Cinoxacin

Cinoxacin (CAS No. 28657-80-9) is a synthetic organic acid antibiotic whose core target is the bacterial DNA synthesis pathway; its mechanism of action, similar to that of nalidixic acid, relies on inhibiting bacterial DNA replication, and its antibacterial activity is typically characterized by the minimum inhibitory concentration (MIC). Its in vitro MIC ranges from 2 to 8 μg/ml, effective against most Gram-negative bacteria such as Escherichia coli, Proteus mirabilis and indole-positive Proteus species; most strains of Klebsiella, Enterobacter and Serratia marcescens are susceptible to concentrations below 8 μg/ml, whereas Pseudomonas aeruginosa and Gram-positive bacteria remain resistant to concentrations under 64 μg/ml. The concentrations commonly used in laboratory assays are 1–256 μg/ml (for agar/broth dilution methods), and 30 μg per disk is standard for the disk diffusion method. Clinically effective therapeutic concentrations are achieved with the following oral dosages: 500 mg twice daily for adults with normal renal function, 250 mg twice daily for those with mild to moderate renal impairment, and 250 mg once daily for patients with severe renal impairment. Urinary concentrations reach the therapeutic level within 2 hours after oral administration, peak at 4–6 hours, and remain above the MIC of most Gram-negative uropathogens even at 12 hours post-dose. Cinoxacin exerts bactericidal effects, reducing bacterial colony counts by 3 log₁₀ at an inoculum of 5×10⁶ cfu/ml; it shows cross-resistance with nalidixic acid and oxolinic acid, and bacterial resistance is prone to induction upon serial subculture.
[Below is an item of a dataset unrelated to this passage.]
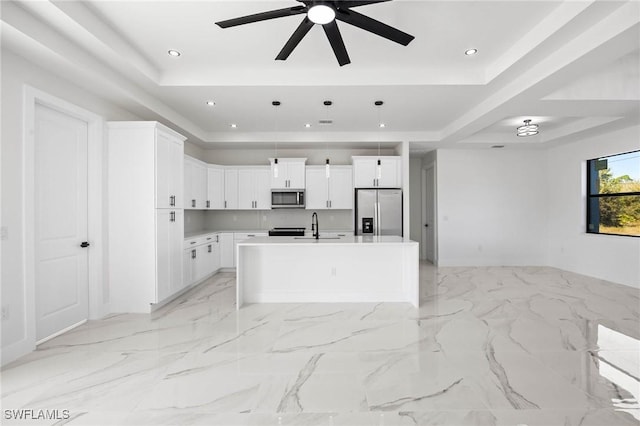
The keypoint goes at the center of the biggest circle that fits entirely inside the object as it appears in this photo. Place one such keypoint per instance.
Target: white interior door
(428, 229)
(61, 276)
It has a serum protein binding rate of approximately 70%, is mainly eliminated via the renal pathway with 60% excreted as the unchanged drug, and has an elimination half-life of about 1 hour, which is prolonged in cases of renal impairment. Clinically, it is indicated for the treatment of initial and recurrent urinary tract infections caused by susceptible Gram-negative bacteria, with mild and infrequent adverse reactions predominantly including gastrointestinal discomfort, headache and dizziness.

References:

[1] Lumish RM, Norden CW. Cinoxacin: in vitro antibacterial studies of a new synthetic organic acid. Antimicrob Agents Chemother. 1975 Feb;7(2):159-63. doi: 10.1128/AAC.7.2.159. PMID: 1094949; PMCID: PMC429096.

[2] Scavone JM, Gleckman RA, Fraser DG. Cinoxacin: mechanism of action, spectrum of activity, pharmacokinetics, adverse reactions, and therapeutic indications. Pharmacotherapy. 1982 Sep-Oct;2(5):266-72. doi: 10.1002/j.1875-9114.1982.tb03195.x. PMID: 6763208.